Kutlarız! Kimliksizler Kulübü toplantısına katılım için yeterli sayıya ulaştığımızda size yeri ve zamanı bildireceğiz. Gelirken parayı yanınızda getiriniz. Seri numarası kontrol edilecektir. Giriş tek kişiliktir. Görüşmek üzere…


III


Merakım azalıyordu ki iki hafta sonra yeni bir ileti geldi. İçerikte bir adres, tarih ve saat vardı. İnternette adresin yerine baktım. Kent çıkışına doğru imalathane ve atölye benzeri yapıların olduğu bir yere konumlanıyordu. Adresin altında “Bu pazar, saat 20.00” yazıyordu.


Günlerden çarşambaydı. Düşünüp karar verecek kadar zamanım vardı. Gitmemek ağır bassa da maceraperestlerin, kalk gidelim akıllıların, yenilik bağımlılarının acınası hallerini görerek onları küçümseme ve aşağılama arzum içten içe kaynıyordu.


Pazar sabahı kalktığımda oy dağılımı “%51 Hayır, % 49 Evet” yönündeydi. Sabahlar hayırcılığımın tavan yaptığı vakitler olduğundan öğleni bekledim. Akşamüstüne doğru kesin sonuç açıklandı: “%49 Hayır, %51 Evet” 


Taksideyken vazgeçip vazgeçmemek arasında gidip geliyordum hâlâ. Seçim sandığını devirmek geliyordu içimden. Bir öfkelenip bir sakinliyordum. 


Karar verdim, yakın bir yerde inip mekanı gözleyecektim. Kuşkulu bir durum görürsem geri dönecektim. Kuşku paratoneri olduğumdan kesin bir şey düşecekti zaten. Gönül rahatlığıyla eve dönerdim ben de.


Taksiden inip yürüdüm. Depo, atölye, tamirhane benzeri yapıların kepenkleri kapalıydı. Hangilerinin boş, hangilerinin dolu olduğu belli değildi. 


Yürüdükçe kaygım arttı. Yaptığıma inanamıyordum. Sırf karşı tarafı alaya almak için böylesi riskli bir harekete gerek var mıydı gerçekten? Buna değer miydi?


Harita uygulamasının gösterdiği yere yaklaşınca yavaşladım. Yoldan gelen geçen yoktu. Hafif yokuş bir yolu çıktıktan sonra sağa kıvrılan yolun biraz aşağısında dış kapısının önü aydınlatılmış büyükçe bir yapı vardı. Yapının arkasında park halinde araçlar sıralanmıştı. Girişinde kimse yoktu. Sürülerek açılan büyükçe bir demir kapı, kapının ortasına açılmış normal boyutlarda başka bir kapı vardı.
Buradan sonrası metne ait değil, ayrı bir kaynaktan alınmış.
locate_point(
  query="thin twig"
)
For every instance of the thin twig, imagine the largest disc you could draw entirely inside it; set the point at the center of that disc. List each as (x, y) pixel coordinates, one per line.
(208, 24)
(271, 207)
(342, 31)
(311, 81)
Yakındaki bir yapının karanlıkta kalan köşesinden gözlüyordum. Beş dakika geçmesine karşın hiçbir hareket olmamıştı. Uzaktaki evimin eylemsizlikle yoğurulup tatlandırılmış huzuru beni çağırıyordu. Devinim düşkünlerinin topraklarında gurbetteydim.


Geri dönmeyi düşünürken bir arabanın gelip park ettiğini gördüm. Arabadan bir kadın indi, hedefteki yapının kapısına doğru ilerledi. Durdu. İnceler gibi baktı bir süre. Kararsız gibiydi. Neden sonra adım attı, kapıyı yumruklayarak çaldı. Beş on saniye sonra kapı açıldı, konuk yavaşça içeri girdi, kapı kapandı.


Bir karar vermeliydim. Bu riskli oyun gereksiz yere uzamıştı. Ya bir çılgınlık yapıp içeri girecektim ya da tüm olanları unutup hiçbir şey olmamış gibi eve dönecektim. Herkesin bir kez de olsa çılgınlık yapma hakkı vardır. Çılgınlıktan ne anladığımız farklı farklı olsa da. Bu hakkımı kullanıp sıramı savma şansım vardı elimde. Üstelik düşman hattına sızan bir ajan olacaktım. 


“Yürüsene be!”


Yürüdüm, kapının önünde durdum. İçeriyi dinledim. Ses gelmiyordu. Elimi kaldırdım, avuç içiyle üç kez vurdum ve birkaç adım geri çekildim. Temkinliliği elden bırakmayacaktım elbette. Kendime güveniyordum, hızlı bir koşucuydum. Kaçmak benim işimdi.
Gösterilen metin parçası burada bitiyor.